1. Bootstrapping and Bayesian calibration both provide distributions over $\beta$, but these distributions have different interpretations since the bootstrap distribution characterizes the uncertainty in the least squares model parameter estimates over different datasets, whereas the posterior distribution quantifies uncertainty in the model parameters given the observed data.  Given these two interpretations, can you think of examples where one distribution would be preferred over the other?

2. How could the Bayesian model be made more general?  Consider the covariance matrix of the measurement errors, for example.

3. For Bayesian linear regression as discussed here, MCMC is not necessary since the posterior distribution is analytically available.  Can you think of any reasons why one might still want to use MCMC in this case?

4. Your colleague has expertise in grid-based numerical methods and wants to perform a Bayesian analysis of linear shock compression data.  Can you suggest a grid-based method that could be used to obtain the posterior distribution of $(\beta,\sigma^2)$?

## Extension Questions

These questions ask you to modify the notebook or supporting code:

1. Modify the `eda.plot_raw_data` function to indicate the experimental type of each point.  Are any trends apparent?

2. Rerun the notebook without removing the point with the largest particle velocity.  How do the means and variances of the posterior and bootstrap distributions of $C_0$ and $S$ change?

3. Is the posterior correlation between $C_0$ and $S$ positive or negative?  Can you give an intuitive explanation why this is the case?

4. In the MCMC simulation, experiment with varying the thin parameter and observe how the autocorrelation function changes as a function of this parameter.  Also set the burn-in parameter to 0 and modify the code in `mcmc.get_samples` so that the initial values for the chains are more dispersed.  How does this appear to affect the convergence of the chains?

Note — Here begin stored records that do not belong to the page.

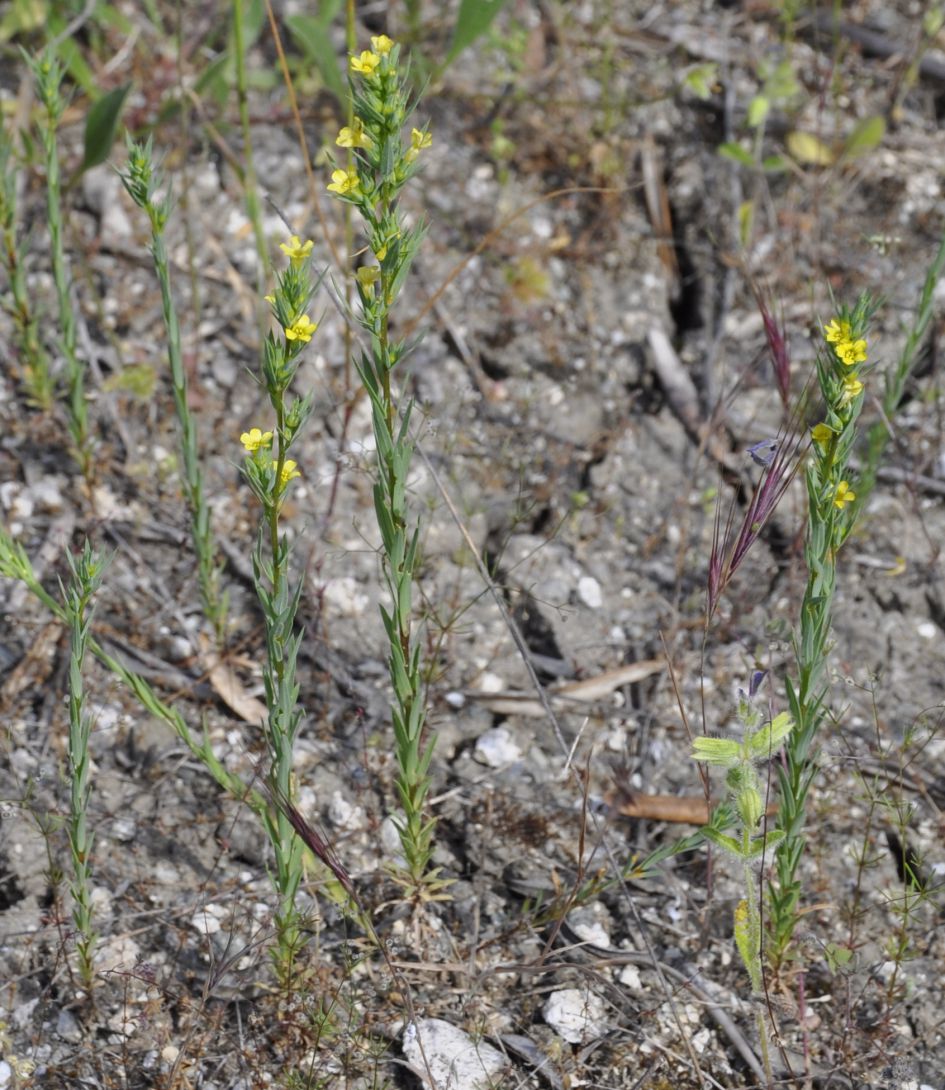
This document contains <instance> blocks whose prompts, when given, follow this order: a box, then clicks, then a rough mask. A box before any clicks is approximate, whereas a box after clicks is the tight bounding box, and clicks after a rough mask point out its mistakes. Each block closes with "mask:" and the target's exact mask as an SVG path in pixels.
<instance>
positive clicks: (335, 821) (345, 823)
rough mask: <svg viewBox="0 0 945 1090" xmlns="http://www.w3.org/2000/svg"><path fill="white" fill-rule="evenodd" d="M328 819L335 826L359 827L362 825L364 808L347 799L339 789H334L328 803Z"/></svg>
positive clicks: (340, 827) (361, 825) (362, 824)
mask: <svg viewBox="0 0 945 1090" xmlns="http://www.w3.org/2000/svg"><path fill="white" fill-rule="evenodd" d="M328 821H330V822H331V824H332V825H334V826H335V827H336V828H361V826H363V825H364V808H363V807H358V806H355V804H354V803H353V802H351V801H349V800H348V799H347V798H346V797H344V795H343V794H342V792H341V791H336V792H335V794H334V795H332V796H331V801H330V802H329V803H328Z"/></svg>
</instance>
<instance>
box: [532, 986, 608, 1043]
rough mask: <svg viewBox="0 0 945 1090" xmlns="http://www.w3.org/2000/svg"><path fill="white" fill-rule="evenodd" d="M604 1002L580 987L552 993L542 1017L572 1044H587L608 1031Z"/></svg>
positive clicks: (560, 1035) (559, 1034)
mask: <svg viewBox="0 0 945 1090" xmlns="http://www.w3.org/2000/svg"><path fill="white" fill-rule="evenodd" d="M606 1013H607V1008H606V1006H605V1005H604V1001H603V1000H602V998H599V997H598V996H597V995H595V994H594V993H593V992H589V991H586V990H585V989H580V988H565V989H562V990H561V991H560V992H552V994H550V995H549V996H548V998H547V1000H546V1001H545V1005H544V1007H542V1017H543V1018H544V1019H545V1021H546V1022H547V1024H548V1025H549V1026H550V1027H552V1029H553V1030H554V1031H555V1032H556V1033H557V1034H558V1037H561V1038H564V1039H565V1040H566V1041H568V1042H569V1043H570V1044H586V1043H587V1042H589V1041H593V1040H595V1039H596V1038H598V1037H603V1036H604V1033H606V1032H607V1029H608V1024H607V1021H606Z"/></svg>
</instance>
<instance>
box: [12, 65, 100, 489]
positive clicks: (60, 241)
mask: <svg viewBox="0 0 945 1090" xmlns="http://www.w3.org/2000/svg"><path fill="white" fill-rule="evenodd" d="M26 59H27V62H28V64H29V68H31V70H32V72H33V76H34V81H35V83H36V92H37V95H38V97H39V100H40V102H41V104H43V106H44V109H45V117H44V120H43V126H41V129H43V149H44V154H45V160H46V218H47V221H48V223H49V243H50V250H51V255H52V279H53V280H54V282H56V299H57V306H58V314H59V335H60V338H59V340H60V346H61V348H62V354H63V356H64V359H65V380H66V401H65V409H66V415H68V419H69V433H70V435H71V436H72V441H73V444H74V446H75V455H76V458H77V460H78V464H80V468H81V469H82V473H83V476H85V477H86V480H88V479H89V476H90V474H92V470H93V457H92V438H90V436H89V433H88V407H87V405H86V402H85V364H84V363H83V362H82V360H80V359H78V353H77V351H76V322H75V310H74V307H73V302H72V283H71V278H70V276H69V269H68V268H66V265H65V245H64V241H63V226H62V193H61V179H60V170H59V152H58V148H57V143H56V140H57V133H58V131H59V123H60V121H61V120H62V114H63V113H64V111H65V106H66V102H65V99H64V98H63V97H62V94H61V86H62V78H63V75H64V70H63V68H62V65H61V64H60V62H59V60H58V59H57V58H56V57H54V54H53V53H52V52H51V50H47V51H46V52H44V53H43V54H41V56H40V57H39V58H37V59H32V58H28V57H27V58H26Z"/></svg>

5. Read about the normal-inverse-gamma distribution on [this Wikipedia page](https://en.wikipedia.org/wiki/Normal-inverse-gamma_distribution).  Modify the `mcmc.log_prior` function to implement this distribution, which requires adding the parameters $\mu,V,\alpha$, and $\beta$.  Run the MCMC analysis with $\mu=(3.8,1.6)'$, $V=I_2$, $\alpha=0.5$, and $\beta=0.2$, or with other values you choose.  Do the MCMC samples from the posterior distribution of $\beta$ appear normal?  Explain why or why not.

## References

- Banerjee, S. (2008). Bayesian linear model: Gory details. [PDF Link](https://ams206-winter18-01.courses.soe.ucsc.edu/system/files/attachments/banerjee-Bayesian-Linear-Model-Gory-Details.pdf).
- Flegal, J. M., Haran, M., & Jones, G. L. (2008). Markov chain Monte Carlo: Can we trust the third significant figure?. Statistical Science, 250-260.
- Foreman-Mackey, D., Hogg, D. W., Lang, D., & Goodman, J. (2013). emcee: the MCMC hammer. Publications of the Astronomical Society of the Pacific, 125(925), 306.
- Marsh, S. P. (1980). LASL shock Hugoniot data (Vol. 5). Univ of California Press.
    - Copper data given on pages 57-60.
- Gelman, A., Carlin, J. B., Stern, H. S., & Rubin, D. B. (1995). Bayesian data analysis. Chapman and Hall/CRC.
    - See chapter 11 on Markov chain simulation and chapter 14 on regression models.
- Rencher, A. C., & Schaalje, G. B. (2008). Linear models in statistics. John Wiley & Sons.
    - See chapter 11 on Bayesian regression.